Mesmo diante de uma manifestação tranquila, os estudantes denunciaram que a direção do Inpa acionou viaturas da Polícia Militar (PM), inclusive permitindo sua entrada no Instituto. Os estudantes entoaram palavras de ordem contra a tentativa de intimidação por parte da direção: “Eu sou aluno, o Inpa é o meu lugar”.

Uma estudante de 22 anos, oriunda da região Sul do país, denunciou que, sem a bolsa, ela terá que abandonar sua pesquisa e retornar para sua cidade. “Não tenho como trabalhar e pesquisar”, afirmou, preferindo não se identificar.

Já o estudante do doutorado em Ecologia, André Gonçalves, denunciou que os cortes inviabilizam diversas pesquisas e, além disso, há muitos anos não são realizados concursos públicos, fato que acelera o sucateamento do Inpa. 

— As pesquisas são realizadas com transporte, viagens, manutenção de equipamentos e, principalmente, recursos humanos, que basicamente são os bolsistas. O número de servidores do Inpa, hoje, é pequeno, e a mão de obra está estagnada. Toda a ciência que é feita hoje aqui é por bolsistas de mestrado e doutorado. Isso é alarmante, porque as pessoas não conseguem perceber isso. Trabalhamos de 8 a 12 horas por dia, sem garantias ou benefícios, porque é a nossa vocação” — afirmou André.

A professora Sônia Alfaia afirmou que o ato foi um grito de alerta e que outros devem ocorrer brevemente para defender a ciência e tecnologia.

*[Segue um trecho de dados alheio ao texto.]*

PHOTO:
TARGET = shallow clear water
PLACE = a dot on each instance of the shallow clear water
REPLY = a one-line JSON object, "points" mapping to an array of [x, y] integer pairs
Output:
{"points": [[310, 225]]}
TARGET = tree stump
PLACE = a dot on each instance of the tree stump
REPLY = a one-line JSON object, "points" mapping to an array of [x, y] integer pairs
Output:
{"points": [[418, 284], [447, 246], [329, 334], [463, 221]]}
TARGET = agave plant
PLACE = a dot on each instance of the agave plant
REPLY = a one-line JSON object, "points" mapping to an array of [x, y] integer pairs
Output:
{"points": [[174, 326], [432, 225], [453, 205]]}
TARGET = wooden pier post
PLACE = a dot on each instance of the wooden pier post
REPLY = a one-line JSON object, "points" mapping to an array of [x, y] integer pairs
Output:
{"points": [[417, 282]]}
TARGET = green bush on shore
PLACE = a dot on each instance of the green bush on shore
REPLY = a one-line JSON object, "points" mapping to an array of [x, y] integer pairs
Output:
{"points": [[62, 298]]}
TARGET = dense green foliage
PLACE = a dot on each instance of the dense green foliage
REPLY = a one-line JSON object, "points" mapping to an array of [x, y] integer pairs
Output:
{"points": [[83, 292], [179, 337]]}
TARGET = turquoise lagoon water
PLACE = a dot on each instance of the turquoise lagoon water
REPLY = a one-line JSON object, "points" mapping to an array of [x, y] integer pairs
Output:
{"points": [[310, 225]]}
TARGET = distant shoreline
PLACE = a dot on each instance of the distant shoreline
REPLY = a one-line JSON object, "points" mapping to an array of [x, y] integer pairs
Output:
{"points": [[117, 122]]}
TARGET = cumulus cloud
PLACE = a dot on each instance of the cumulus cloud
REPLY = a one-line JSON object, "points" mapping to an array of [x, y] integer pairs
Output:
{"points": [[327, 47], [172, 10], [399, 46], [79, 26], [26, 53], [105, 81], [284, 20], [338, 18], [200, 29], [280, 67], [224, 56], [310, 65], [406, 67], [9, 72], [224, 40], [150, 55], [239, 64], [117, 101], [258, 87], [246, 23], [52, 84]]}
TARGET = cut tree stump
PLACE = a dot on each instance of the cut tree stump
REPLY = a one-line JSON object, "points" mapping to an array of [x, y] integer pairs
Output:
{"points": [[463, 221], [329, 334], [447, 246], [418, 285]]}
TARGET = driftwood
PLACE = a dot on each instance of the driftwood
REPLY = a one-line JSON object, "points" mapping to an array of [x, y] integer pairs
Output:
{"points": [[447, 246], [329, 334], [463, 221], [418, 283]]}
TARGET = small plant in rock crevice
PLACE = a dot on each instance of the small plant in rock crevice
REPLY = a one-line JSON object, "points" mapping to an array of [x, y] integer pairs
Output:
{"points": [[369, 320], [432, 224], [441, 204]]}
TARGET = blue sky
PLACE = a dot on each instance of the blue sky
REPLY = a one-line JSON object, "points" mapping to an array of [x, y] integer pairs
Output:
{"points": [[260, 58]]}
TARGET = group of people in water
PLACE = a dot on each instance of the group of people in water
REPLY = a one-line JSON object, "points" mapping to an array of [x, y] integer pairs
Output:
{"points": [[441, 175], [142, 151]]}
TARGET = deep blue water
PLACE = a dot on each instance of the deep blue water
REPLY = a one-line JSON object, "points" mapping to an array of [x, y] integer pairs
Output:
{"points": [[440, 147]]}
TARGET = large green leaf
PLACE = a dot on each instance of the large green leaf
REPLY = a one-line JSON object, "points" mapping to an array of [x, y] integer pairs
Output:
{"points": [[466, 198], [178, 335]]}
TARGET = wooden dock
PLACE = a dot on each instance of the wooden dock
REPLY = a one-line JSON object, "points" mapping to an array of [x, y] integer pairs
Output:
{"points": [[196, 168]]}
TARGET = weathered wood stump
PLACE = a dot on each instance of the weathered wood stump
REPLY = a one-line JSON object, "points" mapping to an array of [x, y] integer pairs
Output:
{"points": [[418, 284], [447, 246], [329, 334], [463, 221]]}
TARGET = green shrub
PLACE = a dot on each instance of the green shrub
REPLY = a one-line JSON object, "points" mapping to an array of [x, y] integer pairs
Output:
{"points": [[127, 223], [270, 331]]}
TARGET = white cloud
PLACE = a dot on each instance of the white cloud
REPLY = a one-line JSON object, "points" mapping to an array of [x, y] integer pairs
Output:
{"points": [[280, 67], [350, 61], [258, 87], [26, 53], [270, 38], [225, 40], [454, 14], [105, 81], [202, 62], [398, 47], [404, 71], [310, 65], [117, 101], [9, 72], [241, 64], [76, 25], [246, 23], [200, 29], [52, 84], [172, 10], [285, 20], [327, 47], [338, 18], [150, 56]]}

— A manifestação atendeu às nossas expectativas. Tivemos o apoio da sociedade. Isso foi um grito de alerta de que o Inpa é uma instituição pública, que gera conhecimento técnico e científico sobre a Amazônia, e capacita mestres e doutores de alto nível. O que pode se esperar de um país que não investe em pesquisa? Esses alunos investiram tempo e energia em pesquisas. Eles não podem parar agora — disse Sônia.

Ataques ao Inpa pelos governos reacionários

O Inpa vem sofrendo vários cortes ao longo dos últimos anos, assim como todas as universidade públicas do país. Relatórios do próprio governo apontam a intensidade dos cortes realizados. No ano de 2015, o orçamento total do Inpa foi de R$ 14,33 milhões, e em 2016 foi reduzido para R$ 13,30 milhões; no ano de 2017 houve um pequeno aumento para R$ 14,24 milhões, contudo, em 2018, o orçamento foi reduzido para R$ 8,55 milhões, mesmo com diversas pesquisas sendo prejudicadas. No atual ano, o governo realizou mais um corte reduzindo para R$ 8 milhões.

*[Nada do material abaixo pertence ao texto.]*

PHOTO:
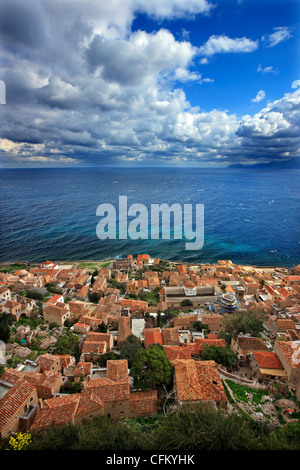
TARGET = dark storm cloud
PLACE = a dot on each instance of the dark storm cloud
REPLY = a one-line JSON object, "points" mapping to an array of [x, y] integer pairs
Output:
{"points": [[81, 88]]}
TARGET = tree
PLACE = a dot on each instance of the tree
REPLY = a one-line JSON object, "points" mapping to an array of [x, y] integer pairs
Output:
{"points": [[242, 322], [186, 303], [67, 344], [199, 326], [94, 297], [107, 357], [102, 328], [129, 348], [6, 320], [151, 367], [220, 354]]}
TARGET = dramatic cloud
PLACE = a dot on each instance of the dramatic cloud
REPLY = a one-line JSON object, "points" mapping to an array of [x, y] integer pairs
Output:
{"points": [[280, 34], [83, 89], [259, 97], [223, 44], [269, 69]]}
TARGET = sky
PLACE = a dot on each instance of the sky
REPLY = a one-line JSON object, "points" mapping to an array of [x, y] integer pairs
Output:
{"points": [[204, 83]]}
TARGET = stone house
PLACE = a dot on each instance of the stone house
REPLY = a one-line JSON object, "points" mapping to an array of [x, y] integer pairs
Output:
{"points": [[289, 355], [266, 366], [18, 406]]}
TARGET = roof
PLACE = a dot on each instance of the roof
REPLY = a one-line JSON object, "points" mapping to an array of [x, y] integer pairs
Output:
{"points": [[117, 370], [47, 360], [177, 352], [201, 342], [14, 399], [153, 337], [143, 257], [285, 324], [55, 298], [198, 381], [124, 328], [56, 411], [251, 343], [267, 360], [170, 335], [290, 351], [182, 268]]}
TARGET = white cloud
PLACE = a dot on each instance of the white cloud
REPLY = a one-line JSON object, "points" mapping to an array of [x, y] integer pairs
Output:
{"points": [[296, 83], [269, 69], [260, 96], [173, 8], [224, 44], [281, 33]]}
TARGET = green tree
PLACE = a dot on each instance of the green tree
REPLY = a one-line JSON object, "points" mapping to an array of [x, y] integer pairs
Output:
{"points": [[6, 320], [151, 367], [199, 326], [220, 354], [129, 348], [102, 328], [186, 303], [198, 428], [107, 357], [94, 297], [68, 343], [242, 322]]}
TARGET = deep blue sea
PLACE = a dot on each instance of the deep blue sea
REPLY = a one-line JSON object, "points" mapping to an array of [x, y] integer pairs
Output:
{"points": [[251, 217]]}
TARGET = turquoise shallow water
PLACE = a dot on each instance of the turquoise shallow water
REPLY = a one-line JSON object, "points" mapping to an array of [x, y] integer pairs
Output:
{"points": [[250, 216]]}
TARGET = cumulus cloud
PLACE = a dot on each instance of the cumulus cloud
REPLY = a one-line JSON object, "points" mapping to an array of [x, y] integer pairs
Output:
{"points": [[296, 83], [259, 97], [269, 69], [280, 34], [88, 90], [223, 44]]}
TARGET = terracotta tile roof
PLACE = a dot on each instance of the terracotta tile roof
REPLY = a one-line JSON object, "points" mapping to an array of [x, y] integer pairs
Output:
{"points": [[192, 347], [290, 352], [143, 257], [57, 411], [94, 347], [198, 381], [251, 343], [186, 320], [47, 361], [143, 403], [170, 335], [99, 337], [283, 324], [124, 328], [83, 369], [177, 352], [153, 337], [117, 370], [182, 269], [267, 360], [201, 342], [115, 386], [57, 310], [89, 402], [14, 399]]}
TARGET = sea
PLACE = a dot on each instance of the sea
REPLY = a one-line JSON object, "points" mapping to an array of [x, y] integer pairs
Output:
{"points": [[251, 217]]}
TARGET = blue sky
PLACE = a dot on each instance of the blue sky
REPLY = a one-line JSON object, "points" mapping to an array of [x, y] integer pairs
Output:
{"points": [[161, 83]]}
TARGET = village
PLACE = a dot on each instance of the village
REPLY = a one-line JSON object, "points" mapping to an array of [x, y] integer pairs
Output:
{"points": [[75, 335]]}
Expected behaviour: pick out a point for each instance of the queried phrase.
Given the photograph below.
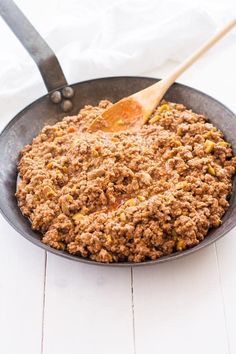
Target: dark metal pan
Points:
(28, 123)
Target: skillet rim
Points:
(171, 257)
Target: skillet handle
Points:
(41, 53)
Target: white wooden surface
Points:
(51, 305)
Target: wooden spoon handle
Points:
(197, 54)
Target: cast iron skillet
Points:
(28, 123)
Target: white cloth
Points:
(103, 38)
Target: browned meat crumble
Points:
(126, 196)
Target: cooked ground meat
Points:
(126, 196)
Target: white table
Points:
(51, 305)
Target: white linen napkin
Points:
(101, 38)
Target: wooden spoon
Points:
(133, 112)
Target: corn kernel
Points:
(59, 132)
(120, 122)
(179, 131)
(180, 245)
(109, 239)
(49, 192)
(69, 198)
(181, 185)
(74, 189)
(77, 217)
(95, 153)
(122, 217)
(71, 130)
(177, 143)
(207, 135)
(211, 170)
(174, 234)
(223, 143)
(163, 107)
(131, 202)
(141, 198)
(209, 146)
(155, 119)
(50, 165)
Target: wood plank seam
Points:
(44, 298)
(223, 298)
(132, 298)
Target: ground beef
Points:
(126, 196)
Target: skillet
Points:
(61, 101)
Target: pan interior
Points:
(28, 123)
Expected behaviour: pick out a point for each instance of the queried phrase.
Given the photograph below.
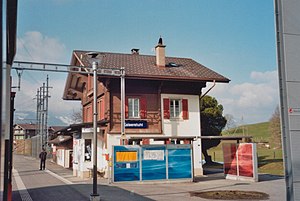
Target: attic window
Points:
(172, 64)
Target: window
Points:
(136, 107)
(175, 108)
(133, 107)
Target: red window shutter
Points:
(166, 103)
(185, 111)
(143, 108)
(126, 108)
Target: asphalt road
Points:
(58, 184)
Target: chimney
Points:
(160, 54)
(135, 51)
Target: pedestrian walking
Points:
(43, 156)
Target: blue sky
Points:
(236, 38)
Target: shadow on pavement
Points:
(79, 192)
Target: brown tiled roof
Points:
(27, 126)
(143, 66)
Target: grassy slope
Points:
(269, 159)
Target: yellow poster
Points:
(126, 156)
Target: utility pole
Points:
(42, 113)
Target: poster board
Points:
(240, 161)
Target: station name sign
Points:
(136, 124)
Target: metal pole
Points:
(123, 135)
(46, 111)
(95, 196)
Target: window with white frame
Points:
(133, 107)
(175, 108)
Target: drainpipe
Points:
(199, 137)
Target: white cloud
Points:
(34, 46)
(252, 101)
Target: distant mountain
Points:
(30, 117)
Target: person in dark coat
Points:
(43, 156)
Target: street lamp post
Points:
(123, 135)
(95, 196)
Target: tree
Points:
(212, 123)
(275, 128)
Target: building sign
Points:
(136, 124)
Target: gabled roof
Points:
(27, 126)
(138, 67)
(143, 66)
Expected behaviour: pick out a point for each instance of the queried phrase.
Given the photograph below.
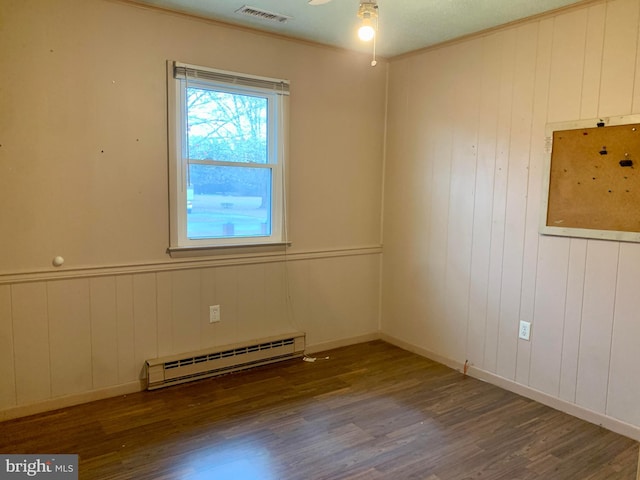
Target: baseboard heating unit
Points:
(166, 371)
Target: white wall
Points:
(83, 174)
(463, 260)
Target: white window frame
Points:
(179, 77)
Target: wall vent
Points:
(262, 14)
(166, 371)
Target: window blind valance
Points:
(194, 72)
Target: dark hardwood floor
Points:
(370, 411)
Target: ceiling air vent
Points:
(262, 14)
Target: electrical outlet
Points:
(214, 313)
(525, 330)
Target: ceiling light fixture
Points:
(368, 13)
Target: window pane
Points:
(229, 202)
(226, 127)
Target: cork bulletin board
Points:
(593, 179)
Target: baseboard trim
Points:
(610, 423)
(344, 342)
(70, 400)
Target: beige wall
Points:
(83, 174)
(463, 260)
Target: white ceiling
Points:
(404, 25)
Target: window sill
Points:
(208, 251)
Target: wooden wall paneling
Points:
(597, 322)
(104, 331)
(186, 311)
(226, 288)
(31, 342)
(546, 333)
(164, 313)
(253, 319)
(544, 37)
(439, 153)
(516, 198)
(573, 318)
(7, 366)
(592, 70)
(144, 320)
(421, 132)
(624, 389)
(499, 203)
(567, 64)
(635, 106)
(619, 57)
(69, 310)
(466, 111)
(564, 100)
(394, 220)
(127, 371)
(489, 77)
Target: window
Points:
(227, 137)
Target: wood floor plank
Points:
(369, 411)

O Inpa foi uma das primeiras instituições de pesquisa e ensino a sofrer intervenção na sua direção: Antônia Franco foi nomeada como diretora ainda pelo governo Temer para dirigir a instituição até 2022. Entretanto, na votação realizada internamente, o professor Henrique dos Santos Pereira foi o mais votado com 55% dos votos. A diretora nomeada participou apenas do processo de seleção junto ao Comitê de Busca do Ministério de Ciência e Tecnologia, semelhante à comissão eleitoral.

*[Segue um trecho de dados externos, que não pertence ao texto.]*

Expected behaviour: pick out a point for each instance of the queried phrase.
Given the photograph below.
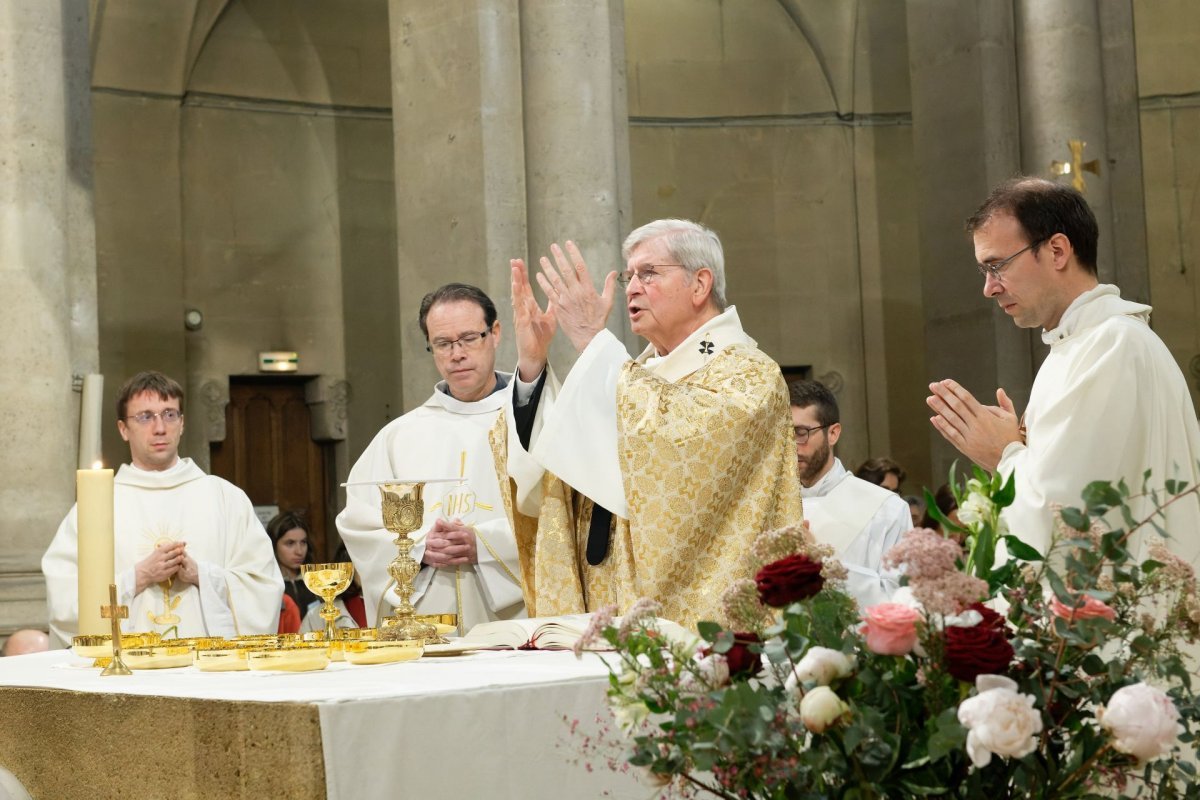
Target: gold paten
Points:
(159, 656)
(379, 653)
(402, 513)
(301, 656)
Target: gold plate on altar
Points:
(228, 660)
(291, 659)
(382, 653)
(101, 647)
(450, 649)
(160, 656)
(444, 624)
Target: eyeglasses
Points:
(995, 268)
(467, 341)
(169, 416)
(802, 433)
(646, 276)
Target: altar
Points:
(490, 723)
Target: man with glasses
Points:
(191, 557)
(466, 546)
(1108, 403)
(677, 458)
(859, 519)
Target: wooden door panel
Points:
(270, 455)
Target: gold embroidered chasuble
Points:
(707, 462)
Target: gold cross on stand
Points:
(1077, 166)
(115, 613)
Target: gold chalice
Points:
(402, 513)
(327, 581)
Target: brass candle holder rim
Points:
(403, 481)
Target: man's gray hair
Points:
(690, 244)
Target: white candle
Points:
(94, 509)
(90, 420)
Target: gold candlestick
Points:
(402, 513)
(115, 613)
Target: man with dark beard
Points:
(858, 518)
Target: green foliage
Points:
(1084, 620)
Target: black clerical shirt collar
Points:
(501, 383)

Vários pesquisadores denunciaram a demora na escolha do diretor do Inpa, além de várias influências externas, dentre elas do Comando Militar da Amazônia do Exército. Conforme denunciou na época Sônia Alfaia, “não há comunicado oficial sobre os motivos da demora na nomeação. No entanto, extraoficialmente, existe a informação de que políticos e até mesmo o Comando Militar da Amazônia tentam intervir no processo, indicando o nome de uma candidata que não participou da consulta interna do Inpa”.

Na última semana o governo reacionário de Bolsonaro, tutelado Alto Comando das Forças Armadas (ACFA), anunciou também o cancelamento de 5.613 bolsas de pós-graduação ofertadas pela Coordenação de Aperfeiçoamento de Pessoal de Nível Superior (Capes), o que atinge diretamente os estudantes do mestrado e doutorado em todos os institutos de pesquisas do país.